When both are configured, the Worker authenticates a request if:

1. `CF-Connecting-IP` is in `PROXY_TRUSTED_IPS`
2. The `X-Auth-Proxy-Secret` header matches `PROXY_AUTH_SECRET`
3. `Remote-User` or `X-Forwarded-User` is non-empty

Password login remains available as a fallback when the proxy check fails.

> **Security note:** `CF-Connecting-IP` can be spoofed on direct `workers.dev` requests. Disable the `workers.dev` subdomain in production (`workers_dev = false` in `[env.production]`).

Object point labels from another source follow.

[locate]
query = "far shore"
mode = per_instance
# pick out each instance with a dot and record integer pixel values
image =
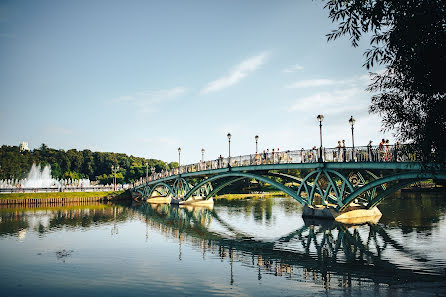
(106, 194)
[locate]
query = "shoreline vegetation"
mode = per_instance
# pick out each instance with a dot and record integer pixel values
(109, 195)
(119, 195)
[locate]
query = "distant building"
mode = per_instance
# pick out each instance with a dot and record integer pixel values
(24, 146)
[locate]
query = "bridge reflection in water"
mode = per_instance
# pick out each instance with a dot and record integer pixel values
(325, 252)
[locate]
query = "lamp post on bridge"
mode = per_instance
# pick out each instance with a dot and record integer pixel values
(114, 170)
(229, 141)
(147, 172)
(352, 123)
(257, 140)
(320, 118)
(179, 159)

### REST API authentication

The versioned REST API (`/api/v1/*`) is authenticated independently of the cookie-based
admin UI — there is no CSRF check, so it is suited to server-to-server automation. A
request is authorized when **either**:

- it carries `Authorization: Bearer <ADMIN_PASSWORD>` (the same admin password secret), **or**
- it passes the reverse-proxy check above (`PROXY_TRUSTED_IPS` + `X-Auth-Proxy-Secret` + `Remote-User`).

The OpenAPI 3.1 spec (`/api/openapi.json`) and the Scalar reference (`/api/docs`) are
public. In the Scalar UI, click **Authorize** and paste the admin password as the bearer
token to try requests. See the route table in [README.md](README.md#rest-api).

## Upgrading dependencies

To refresh dependencies to latest:

```bash
npm outdated
npm install
npm test
npm run build
```

Then update `compatibility_date` and redeploy.